When explicit device ids are available, prefer them over count-only selection
on shared machines so the launch does not steal GPUs occupied by other tasks.
Storage
Local Docker accepts local and file:// paths because the container runs on the
same Docker host. Make sure every path in the spec is either:
- mounted into the container by the handler or surrounding service,
- reachable from inside the container already, or
- a cloud URI with matching credentials.
For remote/shared filesystems, prefer the platform that owns that filesystem.
For example, use SLURM plus lustre:///... for Lustre paths on a cluster.
Monitoring
- The SDK handler maps Docker container state directly: created -> Pending, running/restarting -> Running, paused -> Paused, exit code 0 -> Complete, nonzero exit -> Error.
- Logs come directly from the named container through the Docker Python client
(
docker logs tao-job-<job_id>).
If the container has exited, died, is being removed, or cannot be found, status reconciliation treats the backend process as terminated.
Cancellation
Cancellation stops the named container. GPU ownership is managed by Docker / the NVIDIA runtime, not by TAO Core’s local GPU manager.
Optional: via the TAO SDK
If you want Job handles, S3 I/O wrapping via the SDK’s script_runner, or
durability across sessions:
from tao_sdk.platforms.docker import DockerSDK
sdk = DockerSDK() # reads DOCKER_HOST, NGC_KEY, S3 creds from env
job = sdk.create_job(
image='nvcr.io/nvidia/tao/tao-toolkit:6.26.3-pyt',
command='dino train -e /tmp/spec.yaml',
gpu_count=1,
inputs={'/data/train.json': 's3://bucket/coco/train.json'},
outputs=['/results/'],
)
status = sdk.get_job_status(job.id)
logs = sdk.get_job_logs(job.id, tail=200)

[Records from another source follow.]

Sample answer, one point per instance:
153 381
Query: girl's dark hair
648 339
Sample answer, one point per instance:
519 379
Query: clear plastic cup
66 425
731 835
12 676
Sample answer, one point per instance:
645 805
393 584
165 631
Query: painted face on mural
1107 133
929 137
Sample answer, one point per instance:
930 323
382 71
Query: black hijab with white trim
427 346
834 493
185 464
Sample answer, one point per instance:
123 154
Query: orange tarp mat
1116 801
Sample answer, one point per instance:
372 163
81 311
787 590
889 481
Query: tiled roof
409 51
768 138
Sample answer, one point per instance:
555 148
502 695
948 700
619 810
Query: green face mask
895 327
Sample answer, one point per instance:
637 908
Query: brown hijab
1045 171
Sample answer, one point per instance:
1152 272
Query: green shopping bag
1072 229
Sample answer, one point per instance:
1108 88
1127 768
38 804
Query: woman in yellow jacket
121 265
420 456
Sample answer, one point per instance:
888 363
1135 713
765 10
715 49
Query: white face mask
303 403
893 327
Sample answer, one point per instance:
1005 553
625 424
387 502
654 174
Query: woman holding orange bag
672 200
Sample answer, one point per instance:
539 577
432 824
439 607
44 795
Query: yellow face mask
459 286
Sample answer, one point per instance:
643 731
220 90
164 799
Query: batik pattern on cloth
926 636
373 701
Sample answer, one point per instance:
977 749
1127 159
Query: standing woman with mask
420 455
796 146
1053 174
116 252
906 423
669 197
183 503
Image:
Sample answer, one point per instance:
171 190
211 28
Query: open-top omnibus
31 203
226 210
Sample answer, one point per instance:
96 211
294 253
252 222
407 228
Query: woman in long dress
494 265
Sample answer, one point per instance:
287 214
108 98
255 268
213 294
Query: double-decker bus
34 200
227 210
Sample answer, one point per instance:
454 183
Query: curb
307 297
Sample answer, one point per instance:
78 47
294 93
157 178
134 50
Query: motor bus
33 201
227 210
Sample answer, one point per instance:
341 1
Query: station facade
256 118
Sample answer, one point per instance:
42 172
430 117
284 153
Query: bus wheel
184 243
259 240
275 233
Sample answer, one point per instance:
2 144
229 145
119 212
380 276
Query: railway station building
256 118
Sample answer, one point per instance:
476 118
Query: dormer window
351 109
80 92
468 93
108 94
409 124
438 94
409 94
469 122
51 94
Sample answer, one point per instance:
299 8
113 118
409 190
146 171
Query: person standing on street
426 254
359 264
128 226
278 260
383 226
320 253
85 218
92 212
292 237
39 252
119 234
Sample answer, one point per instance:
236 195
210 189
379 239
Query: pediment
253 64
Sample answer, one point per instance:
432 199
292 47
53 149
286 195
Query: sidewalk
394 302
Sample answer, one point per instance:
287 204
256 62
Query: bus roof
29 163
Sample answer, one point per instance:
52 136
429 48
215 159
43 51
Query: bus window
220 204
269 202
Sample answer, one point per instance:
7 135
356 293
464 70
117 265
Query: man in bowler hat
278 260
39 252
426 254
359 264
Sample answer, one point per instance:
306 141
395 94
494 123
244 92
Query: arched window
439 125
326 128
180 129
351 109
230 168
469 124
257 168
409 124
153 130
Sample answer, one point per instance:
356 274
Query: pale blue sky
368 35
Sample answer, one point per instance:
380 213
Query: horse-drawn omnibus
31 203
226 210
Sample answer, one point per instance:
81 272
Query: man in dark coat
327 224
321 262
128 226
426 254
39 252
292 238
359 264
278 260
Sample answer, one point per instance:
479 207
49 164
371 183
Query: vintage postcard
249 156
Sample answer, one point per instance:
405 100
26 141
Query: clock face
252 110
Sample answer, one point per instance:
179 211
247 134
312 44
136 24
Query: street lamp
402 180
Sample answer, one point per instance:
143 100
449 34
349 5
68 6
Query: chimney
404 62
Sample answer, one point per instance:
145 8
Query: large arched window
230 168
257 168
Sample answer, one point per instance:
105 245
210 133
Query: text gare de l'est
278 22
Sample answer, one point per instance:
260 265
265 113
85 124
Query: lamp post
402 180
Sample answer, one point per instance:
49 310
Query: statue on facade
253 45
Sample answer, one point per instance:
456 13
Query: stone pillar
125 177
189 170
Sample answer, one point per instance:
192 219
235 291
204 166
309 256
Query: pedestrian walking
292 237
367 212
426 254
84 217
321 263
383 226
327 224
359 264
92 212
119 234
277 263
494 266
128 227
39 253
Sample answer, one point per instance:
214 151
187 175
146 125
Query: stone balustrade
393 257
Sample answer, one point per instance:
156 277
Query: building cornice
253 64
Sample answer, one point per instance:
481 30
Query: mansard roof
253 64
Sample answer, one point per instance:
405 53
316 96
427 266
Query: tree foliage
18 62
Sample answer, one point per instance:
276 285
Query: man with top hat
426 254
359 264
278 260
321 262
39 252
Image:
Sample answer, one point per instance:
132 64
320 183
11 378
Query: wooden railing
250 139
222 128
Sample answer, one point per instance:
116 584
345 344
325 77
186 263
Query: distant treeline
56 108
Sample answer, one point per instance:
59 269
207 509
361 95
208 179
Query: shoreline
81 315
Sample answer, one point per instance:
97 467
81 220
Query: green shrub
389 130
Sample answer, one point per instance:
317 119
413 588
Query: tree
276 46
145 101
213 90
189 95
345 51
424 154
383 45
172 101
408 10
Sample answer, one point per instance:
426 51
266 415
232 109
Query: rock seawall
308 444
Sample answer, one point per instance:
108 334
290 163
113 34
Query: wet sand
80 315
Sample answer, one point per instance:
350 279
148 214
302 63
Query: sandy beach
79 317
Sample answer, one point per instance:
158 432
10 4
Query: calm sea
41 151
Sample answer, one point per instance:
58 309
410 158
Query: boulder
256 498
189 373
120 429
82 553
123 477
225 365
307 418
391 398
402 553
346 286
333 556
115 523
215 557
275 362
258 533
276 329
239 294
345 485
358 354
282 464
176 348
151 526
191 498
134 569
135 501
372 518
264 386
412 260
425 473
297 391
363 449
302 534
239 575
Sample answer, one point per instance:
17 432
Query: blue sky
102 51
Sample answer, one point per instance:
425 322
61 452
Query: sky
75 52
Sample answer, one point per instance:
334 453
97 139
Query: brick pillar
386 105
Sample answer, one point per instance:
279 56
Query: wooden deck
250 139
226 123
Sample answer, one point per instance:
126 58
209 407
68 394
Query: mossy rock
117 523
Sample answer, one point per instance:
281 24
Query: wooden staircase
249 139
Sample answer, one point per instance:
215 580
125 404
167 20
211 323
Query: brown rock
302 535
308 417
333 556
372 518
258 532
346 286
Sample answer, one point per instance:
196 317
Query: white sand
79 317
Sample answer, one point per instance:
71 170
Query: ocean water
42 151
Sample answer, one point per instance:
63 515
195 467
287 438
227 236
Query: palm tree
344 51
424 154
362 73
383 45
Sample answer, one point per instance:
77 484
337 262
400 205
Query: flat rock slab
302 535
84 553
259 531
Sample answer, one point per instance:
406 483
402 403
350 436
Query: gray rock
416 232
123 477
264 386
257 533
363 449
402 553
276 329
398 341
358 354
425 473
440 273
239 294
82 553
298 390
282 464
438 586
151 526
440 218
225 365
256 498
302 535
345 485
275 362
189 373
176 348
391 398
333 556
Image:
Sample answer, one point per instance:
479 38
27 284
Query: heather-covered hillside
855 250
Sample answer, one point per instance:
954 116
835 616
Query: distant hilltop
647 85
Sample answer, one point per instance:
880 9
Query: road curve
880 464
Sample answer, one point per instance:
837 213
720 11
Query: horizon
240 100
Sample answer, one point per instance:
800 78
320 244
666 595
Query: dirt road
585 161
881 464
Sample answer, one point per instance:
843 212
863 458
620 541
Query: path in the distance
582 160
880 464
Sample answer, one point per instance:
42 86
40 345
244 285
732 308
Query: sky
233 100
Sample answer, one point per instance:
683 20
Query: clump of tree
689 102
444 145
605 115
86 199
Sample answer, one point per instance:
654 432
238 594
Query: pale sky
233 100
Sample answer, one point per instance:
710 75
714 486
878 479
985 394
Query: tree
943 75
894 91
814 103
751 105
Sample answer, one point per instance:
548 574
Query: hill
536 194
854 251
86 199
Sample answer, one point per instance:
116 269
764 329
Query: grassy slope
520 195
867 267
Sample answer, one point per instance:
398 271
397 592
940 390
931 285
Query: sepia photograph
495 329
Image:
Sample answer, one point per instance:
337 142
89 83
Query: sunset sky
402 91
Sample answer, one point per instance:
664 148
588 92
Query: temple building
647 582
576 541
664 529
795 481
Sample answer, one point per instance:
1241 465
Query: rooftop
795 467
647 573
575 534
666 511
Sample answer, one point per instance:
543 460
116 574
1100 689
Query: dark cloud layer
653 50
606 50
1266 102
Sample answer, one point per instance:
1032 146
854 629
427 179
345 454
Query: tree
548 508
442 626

This wraps the same docker run invocation under a Job handle and routes
the entrypoint through script_runner so inputs/outputs get downloaded
from / uploaded to S3 automatically. If you don’t need those, just use
docker run directly — no SDK install required.
Failure Modes
Docker client not initialized: Verify the Docker Python package is installed,
set DOCKER_HOST if you are not using the default local socket, and confirm the
process can talk to the daemon.
GPU assignment failed: Requested GPUs are unavailable, the NVIDIA Container
Toolkit is not configured, or the Docker daemon cannot create GPU device
requests. Use fewer GPUs, wait for another job to finish, or verify
docker run --gpus ... works on the host.
Image pull auth failed: Set a valid NGC_KEY for private nvcr.io images
or run docker login nvcr.io -u '$oauthtoken' on the Docker host.
Container exited unexpectedly: Check docker logs tao-job-<job_id>, the
configured DOCKER_NETWORK, and the command produced by the SDK action runner.
Path missing inside container: A local path on the host is not necessarily mounted into the job container. Use a path convention supported by the action runner or configure an explicit volume through the surrounding service.